La Moronga había sido especialmente cariñosa con mis hijos, y conmigo, y cuando Osvaldo estuvo sin trabajo fue una importante ayuda para mi familia. Así fue que, cuando supe por la señora Peti, que la Moronga estaba en un asilo en malas condiciones y muy sola, la fui a ver. Era el mes de agosto, y había llovido tan intensamente que la cordillera estaba completamente nevada, y proyectaba sobre Santiago su frío blanquísimo y penetrante. La Moronga estaba en una pieza que goteaba los restos de lluvia, y donde la crueldad del frío no era creíble. Le pregunté si no tenía una estufa, y me contestó que no le permitían tenerla, así que se la habían quitado, y estaba en el dormitorio de la cuidadora. Pedí hablar con la encargada y protesté, de modo que la Moronga recuperó, tal vez sólo por un par de días, su estufa. La fui a ver con cierta frecuencia durante un tiempo y la encontraba siempre sola, cada vez más ensimismada, y luego, como suele suceder, las visitas se distanciaron. Para diciembre, mientras compraba algunos regalos de navidad, recordé a la Moronga, y la tremenda soledad que estas fechas significarían para ella. Estuve buscando algo para llevarle de regalo, pero: ¿Qué se le regala a una vieja sola, que casi no sale de la pieza en que está recluida?. ¿Cómo regalarle algo a alguien que podría tenerlo todo?. Pensé que lo único que necesitaba era cariño, pero eso era lo único que no se podía comprar, y era lo único que no se podía regalar empaquetado. Decidí entonces, que lo mejor era escribirle una carta, explicándole por qué hubiera querido regalarle algo, y lo que ella había significado para mi, en un momento muy difícil.
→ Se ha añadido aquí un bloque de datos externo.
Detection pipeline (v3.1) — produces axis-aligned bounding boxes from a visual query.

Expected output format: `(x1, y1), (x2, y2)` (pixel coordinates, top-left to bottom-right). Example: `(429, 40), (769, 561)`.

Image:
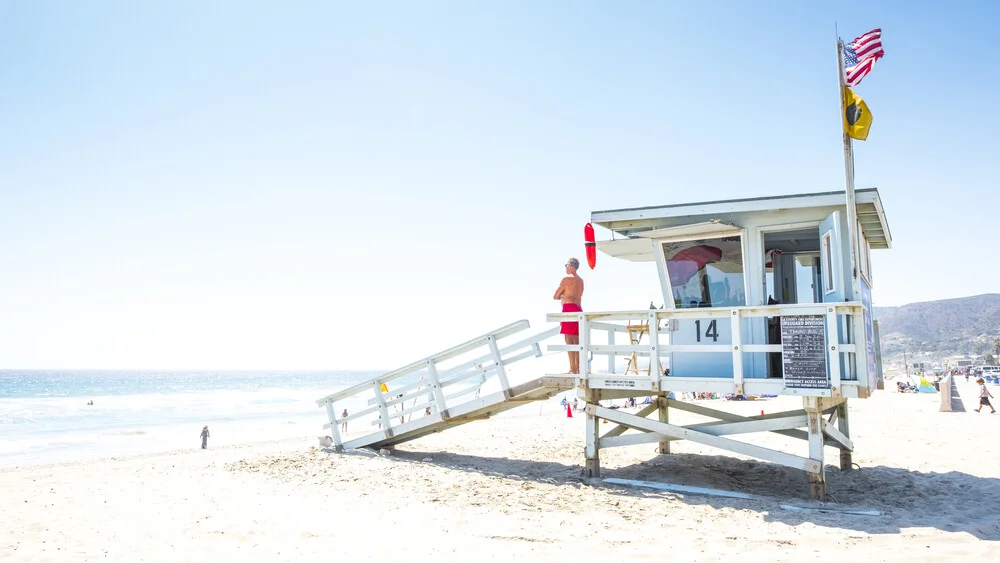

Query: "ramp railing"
(316, 320), (559, 450)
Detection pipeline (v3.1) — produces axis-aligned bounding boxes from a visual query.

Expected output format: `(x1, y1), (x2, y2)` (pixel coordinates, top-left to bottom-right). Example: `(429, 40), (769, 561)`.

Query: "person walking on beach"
(976, 377), (997, 414)
(552, 258), (583, 373)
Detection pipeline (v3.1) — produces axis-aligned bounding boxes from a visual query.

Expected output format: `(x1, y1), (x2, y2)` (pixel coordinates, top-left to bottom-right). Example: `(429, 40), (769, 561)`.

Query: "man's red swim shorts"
(559, 303), (583, 335)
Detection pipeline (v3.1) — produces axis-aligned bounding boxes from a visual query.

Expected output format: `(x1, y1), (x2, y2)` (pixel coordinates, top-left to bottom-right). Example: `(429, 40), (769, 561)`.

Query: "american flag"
(844, 29), (885, 88)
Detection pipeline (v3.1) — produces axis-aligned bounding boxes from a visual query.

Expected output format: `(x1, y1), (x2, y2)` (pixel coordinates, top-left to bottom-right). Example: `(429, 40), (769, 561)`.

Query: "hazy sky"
(0, 0), (1000, 369)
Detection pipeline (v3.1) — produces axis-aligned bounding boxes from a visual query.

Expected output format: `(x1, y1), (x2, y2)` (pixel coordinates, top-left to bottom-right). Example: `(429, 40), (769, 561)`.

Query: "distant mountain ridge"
(874, 293), (1000, 357)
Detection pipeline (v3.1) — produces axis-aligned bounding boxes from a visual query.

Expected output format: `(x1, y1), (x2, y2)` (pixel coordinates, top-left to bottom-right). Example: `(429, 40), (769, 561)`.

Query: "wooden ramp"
(316, 320), (576, 450)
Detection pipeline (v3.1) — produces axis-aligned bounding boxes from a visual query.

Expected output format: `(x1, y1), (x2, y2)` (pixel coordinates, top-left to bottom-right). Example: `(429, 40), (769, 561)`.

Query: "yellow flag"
(843, 86), (872, 141)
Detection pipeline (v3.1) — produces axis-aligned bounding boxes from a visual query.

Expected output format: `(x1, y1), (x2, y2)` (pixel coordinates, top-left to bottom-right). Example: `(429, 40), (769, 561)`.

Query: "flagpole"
(837, 38), (861, 294)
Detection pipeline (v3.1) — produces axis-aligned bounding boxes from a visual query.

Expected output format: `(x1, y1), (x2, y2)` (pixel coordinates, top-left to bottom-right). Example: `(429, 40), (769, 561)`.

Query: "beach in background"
(0, 376), (1000, 562)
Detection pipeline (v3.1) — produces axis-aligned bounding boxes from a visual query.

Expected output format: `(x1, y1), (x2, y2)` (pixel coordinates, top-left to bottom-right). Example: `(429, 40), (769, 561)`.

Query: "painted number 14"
(694, 319), (719, 342)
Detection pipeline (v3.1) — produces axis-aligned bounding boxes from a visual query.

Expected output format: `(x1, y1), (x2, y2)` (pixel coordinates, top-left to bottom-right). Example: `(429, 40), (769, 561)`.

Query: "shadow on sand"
(372, 449), (1000, 541)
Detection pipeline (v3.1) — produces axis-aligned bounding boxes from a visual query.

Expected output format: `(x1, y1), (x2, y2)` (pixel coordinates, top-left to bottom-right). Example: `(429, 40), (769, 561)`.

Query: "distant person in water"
(552, 258), (583, 373)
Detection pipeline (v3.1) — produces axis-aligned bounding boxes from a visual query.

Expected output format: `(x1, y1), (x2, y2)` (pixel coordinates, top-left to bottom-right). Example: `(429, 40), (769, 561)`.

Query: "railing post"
(372, 379), (392, 438)
(826, 306), (840, 397)
(486, 334), (510, 397)
(851, 307), (874, 389)
(646, 311), (663, 381)
(427, 360), (448, 418)
(730, 309), (744, 395)
(608, 329), (618, 373)
(326, 401), (344, 450)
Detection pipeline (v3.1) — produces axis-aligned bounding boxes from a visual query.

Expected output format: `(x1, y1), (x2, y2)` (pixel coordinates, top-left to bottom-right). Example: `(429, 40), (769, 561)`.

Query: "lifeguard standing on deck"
(552, 258), (583, 373)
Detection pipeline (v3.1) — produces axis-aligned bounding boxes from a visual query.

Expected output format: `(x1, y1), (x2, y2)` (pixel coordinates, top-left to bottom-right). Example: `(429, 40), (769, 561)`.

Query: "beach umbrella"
(667, 244), (722, 287)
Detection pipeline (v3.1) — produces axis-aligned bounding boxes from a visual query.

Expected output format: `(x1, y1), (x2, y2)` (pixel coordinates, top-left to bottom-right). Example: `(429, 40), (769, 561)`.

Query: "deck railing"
(547, 301), (871, 396)
(316, 320), (559, 449)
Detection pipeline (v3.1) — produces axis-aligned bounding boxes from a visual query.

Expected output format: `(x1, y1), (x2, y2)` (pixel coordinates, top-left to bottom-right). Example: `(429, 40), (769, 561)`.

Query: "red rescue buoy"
(583, 223), (597, 270)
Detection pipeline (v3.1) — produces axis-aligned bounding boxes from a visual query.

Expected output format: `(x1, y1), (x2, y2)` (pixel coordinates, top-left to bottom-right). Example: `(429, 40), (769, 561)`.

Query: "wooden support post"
(583, 409), (601, 479)
(486, 334), (510, 399)
(806, 409), (826, 500)
(656, 395), (670, 454)
(326, 401), (344, 451)
(837, 401), (854, 471)
(427, 359), (448, 418)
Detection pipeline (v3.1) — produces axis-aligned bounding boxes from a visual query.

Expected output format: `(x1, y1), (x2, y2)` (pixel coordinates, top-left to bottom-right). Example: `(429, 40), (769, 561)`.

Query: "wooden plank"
(601, 402), (658, 438)
(729, 309), (744, 395)
(316, 320), (530, 406)
(601, 411), (808, 448)
(587, 405), (822, 472)
(599, 432), (664, 448)
(603, 477), (762, 499)
(823, 420), (854, 452)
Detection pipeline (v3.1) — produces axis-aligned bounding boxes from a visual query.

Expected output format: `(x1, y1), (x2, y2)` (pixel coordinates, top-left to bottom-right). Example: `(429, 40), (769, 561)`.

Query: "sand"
(0, 381), (1000, 562)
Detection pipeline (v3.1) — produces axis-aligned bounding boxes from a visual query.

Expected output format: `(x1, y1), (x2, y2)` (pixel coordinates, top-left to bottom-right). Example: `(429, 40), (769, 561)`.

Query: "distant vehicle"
(979, 366), (1000, 377)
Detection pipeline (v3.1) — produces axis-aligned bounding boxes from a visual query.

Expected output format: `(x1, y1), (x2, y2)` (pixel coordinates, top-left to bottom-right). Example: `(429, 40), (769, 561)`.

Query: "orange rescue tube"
(583, 223), (597, 270)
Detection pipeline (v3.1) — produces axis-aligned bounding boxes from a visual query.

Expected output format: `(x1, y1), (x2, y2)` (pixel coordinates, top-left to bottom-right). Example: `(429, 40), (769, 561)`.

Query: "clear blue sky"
(0, 1), (1000, 369)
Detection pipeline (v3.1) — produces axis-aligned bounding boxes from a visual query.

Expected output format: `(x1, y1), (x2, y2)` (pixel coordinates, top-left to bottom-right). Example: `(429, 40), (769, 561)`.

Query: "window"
(823, 233), (837, 293)
(663, 236), (746, 309)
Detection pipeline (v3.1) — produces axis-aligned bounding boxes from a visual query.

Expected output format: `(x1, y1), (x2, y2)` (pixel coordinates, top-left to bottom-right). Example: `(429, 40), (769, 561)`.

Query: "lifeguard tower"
(548, 189), (892, 497)
(317, 189), (892, 498)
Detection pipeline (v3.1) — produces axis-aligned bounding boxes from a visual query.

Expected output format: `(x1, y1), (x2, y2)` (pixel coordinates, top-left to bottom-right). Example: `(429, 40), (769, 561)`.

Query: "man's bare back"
(553, 272), (583, 305)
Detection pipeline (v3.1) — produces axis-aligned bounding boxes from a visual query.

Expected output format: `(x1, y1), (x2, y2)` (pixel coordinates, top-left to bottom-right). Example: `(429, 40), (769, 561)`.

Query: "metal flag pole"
(837, 39), (861, 300)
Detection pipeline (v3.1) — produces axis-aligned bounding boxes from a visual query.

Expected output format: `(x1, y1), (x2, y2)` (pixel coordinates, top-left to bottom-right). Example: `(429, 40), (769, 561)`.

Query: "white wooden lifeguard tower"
(317, 189), (892, 498)
(548, 189), (892, 498)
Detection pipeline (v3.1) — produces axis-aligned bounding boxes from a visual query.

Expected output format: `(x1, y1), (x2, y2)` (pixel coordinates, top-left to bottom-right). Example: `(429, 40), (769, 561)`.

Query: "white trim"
(819, 230), (837, 296)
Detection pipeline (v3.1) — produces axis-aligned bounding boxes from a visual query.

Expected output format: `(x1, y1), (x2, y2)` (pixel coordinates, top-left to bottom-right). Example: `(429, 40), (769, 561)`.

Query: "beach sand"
(0, 381), (1000, 562)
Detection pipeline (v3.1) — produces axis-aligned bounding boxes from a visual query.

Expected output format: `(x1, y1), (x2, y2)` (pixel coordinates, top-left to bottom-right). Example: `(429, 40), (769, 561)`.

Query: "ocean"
(0, 370), (382, 467)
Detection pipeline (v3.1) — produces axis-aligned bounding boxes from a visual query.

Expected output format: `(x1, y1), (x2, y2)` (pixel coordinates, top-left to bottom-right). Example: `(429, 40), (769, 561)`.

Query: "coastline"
(0, 382), (1000, 561)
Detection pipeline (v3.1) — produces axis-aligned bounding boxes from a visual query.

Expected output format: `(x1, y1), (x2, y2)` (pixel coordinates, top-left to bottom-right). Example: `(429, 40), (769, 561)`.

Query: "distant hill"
(874, 293), (1000, 358)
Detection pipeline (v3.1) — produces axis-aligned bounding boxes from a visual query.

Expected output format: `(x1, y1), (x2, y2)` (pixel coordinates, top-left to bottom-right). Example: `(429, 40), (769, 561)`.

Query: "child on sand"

"Señora Moronga; hubiera querido hacerle un regalo maravilloso" le escribí. Le expliqué lo importante que fue su apoyo para mi familia, y para mi. Le escribí que ningún regalo mostraría el agradecimiento, y el cariño que quería expresarle, y que "nada que se compre con plata alcanzará a pagar su generosidad". Por último, le decía que su sencillez y amistad, en momentos, que para mi, fueron tan difíciles han logrado que la tenga siempre en el corazón, aun cuando no pueda visitarla tanto como me gustaría. Fui a verla el día de navidad. Era ya media tarde, y nadie se había acordado de ella. Tal vez por eso la sorpresa de mi visita la alegró tanto, y cuando le entregué la carta, explicándole por qué se la había escrito, la estrechó contra su pecho, como si hubiera sido un regalo muy anhelado. De alguna manera consiguió, como una concesión muy especial, que le prestaran una bandeja algo sucia, y a mal traer, dos tazas de loza de distinto juego y picadas que ya venían con una cantidad de azúcar mínima en el fondo. En una tetera del juego de una de las tazas traía agua hirviendo, donde se remojaba una triste bolsita de té. La Moronga me sirvió como si se tratara de un té de calidad inglesa, y el juego fuera de porcelana china finísima, y ella misma estuviera sirviendo en el salón de Lady Goldcrown.


- Así se siente más dulce - dijo sonriendo.
- Usted me endulza el corazón - le contesté.

Mientras tomábamos el té ojeó la carta, y disimulando la emoción la dobló y la guardó.


- Es mejor que la lea después con calma.

A principios de marzo, el otoño había caído helado y triste, y una llovizna pertinaz apretaba el ánimo. Cuando recibí la noticia del asilo, corrí a ver a la señora Moronga. Había muerto la noche antes, y parecía haberse quedado dormida. Tenía sobre el pecho, como si las hubiera estado leyendo, unas hojas amarillentas y ajadas, de tanto sobarlas. Cuando las retire de sus manos y su pecho frío, pude ver que era mi carta. La cuidadora me dijo que pasaba las horas releyéndola, y que se la mostraba una y otra vez a todas las compañeras y cuidadoras del asilo. Esa carta había sido su compañía permanente.